The results published here are partly based upon data generated by the TCGA Research Network: https://www.cancer.gov/tcga.
Part of data used in this report were generated by the National Cancer Institute Clinical Proteomic Tumor Analysis Consortium (CPTAC):
National Cancer Institute Clinical Proteomic Tumor Analysis Consortium (CPTAC). (2020). The Clinical Proteomic Tumor Analysis Consortium Colon Adenocarcinoma Collection (CPTAC-COAD) (Version 1) [Data set]. The Cancer Imaging Archive. https://doi.org/10.7937/TCIA.YZWQ-ZZ63
The following datasets from TCIA were used in the benchmarks:
- Campanella, G., Hanna, M. G., Brogi, E., & Fuchs, T. J. (2019).

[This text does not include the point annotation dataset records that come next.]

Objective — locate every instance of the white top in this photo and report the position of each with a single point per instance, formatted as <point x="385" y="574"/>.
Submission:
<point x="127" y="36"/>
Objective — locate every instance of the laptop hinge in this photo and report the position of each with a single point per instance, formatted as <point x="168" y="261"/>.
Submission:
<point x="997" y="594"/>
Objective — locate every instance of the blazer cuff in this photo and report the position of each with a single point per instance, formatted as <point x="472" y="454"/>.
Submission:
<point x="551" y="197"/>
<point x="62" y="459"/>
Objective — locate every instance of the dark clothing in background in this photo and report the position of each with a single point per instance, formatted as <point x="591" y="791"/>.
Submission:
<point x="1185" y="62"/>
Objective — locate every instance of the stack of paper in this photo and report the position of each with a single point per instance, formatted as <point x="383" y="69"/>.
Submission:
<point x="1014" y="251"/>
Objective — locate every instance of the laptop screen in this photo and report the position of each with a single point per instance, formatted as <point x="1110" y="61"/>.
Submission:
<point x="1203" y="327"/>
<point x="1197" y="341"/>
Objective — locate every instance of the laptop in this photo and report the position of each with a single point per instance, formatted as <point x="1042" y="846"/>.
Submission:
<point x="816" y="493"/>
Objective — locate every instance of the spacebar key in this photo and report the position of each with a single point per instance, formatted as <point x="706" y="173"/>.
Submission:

Breast Metastases to Axillary Lymph Nodes [Data set]. The Cancer Imaging Archive. https://doi.org/10.7937/tcia.2019.3xbn2jcc
- Farahmand, Saman, Fernandez, Aileen I, Ahmed, Fahad Shabbir, Rimm, David L., Chuang, Jeffrey H., Reisenbichler, Emily, & Zarringhalam, Kourosh. (2022). HER2 and trastuzumab treatment response H&E slides with tumor ROI annotations (Version 3) [Data set]. The Cancer Imaging Archive. https://doi.org/10.7937/E65C-AM96
Regarding the PAIP2020 dataset: De-identified pathology images and annotations used in this research were prepared and provided by the Seoul National University Hospital by a grant of the Korea Health Technology R&D Project through the Korea Health Industry Development Institute (KHIDI), funded by the Ministry of Health & Welfare, Republic of Korea (grant number: HI18C0316).
1 On average, benchmarked against all other leading foundation models that were available at the time of the writing of this blog post.
2 Number of patients in the training set: UNI2-h:<350k, Virchow2: 225k, Hibou: 306k, ATLAS: 490k, Phikon-v2: <58k.